Marren v Ingles and applications for COP 10 clearance
Purchaser may prefer the earn-out to be settled in cash for smaller option holders. Marren v Ingles treatment would apply resulting in the up-front value of the earn-out being brought into charge on completion. This may not be a concern, however, if the gain is absorbed by annual exemptions.

Option-holders should be included in the Code of Practice 10 (COP10) application if their earn-out is settled in shares or loan notes. The application is made to obtain clearance that securities option treatment will not apply to the earn-out. Option-holders participate in the earn-out on the same terms as other shareholders so the conditions in Q&A 5(l) of HMRC’s ‘Frequently Asked Questions on the Taxation of Employment Related Securities’ (available by clicking here), should be satisfied.

One issue which is often overlooked at the heads of terms stage is what happens to the forfeited earn-out. The SPA should say forfeited earn-outs either fall into a ‘pot’ to be distributed to employees as a bonus or revert to Purchaser, it should not be distributed as additional consideration to the remaining vendors (as HMRC will not accept that it is additional consideration for the sale of the shares).
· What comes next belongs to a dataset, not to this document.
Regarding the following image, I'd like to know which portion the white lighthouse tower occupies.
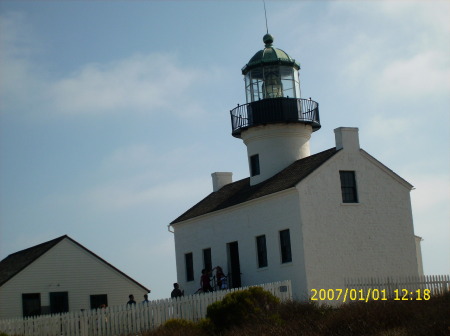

It may be thought that EMI option holders are on a level playing field with existing shareholders, but I hope this article demonstrates that this is not the case. The main difference is that the taper clock re-starts on completion for loan notes issued in settlement of the initial and deferred consideration. There seems no good reason for this and it is hoped that the Government may rectify this anomaly as a consequence of their current review of the EMI legislation.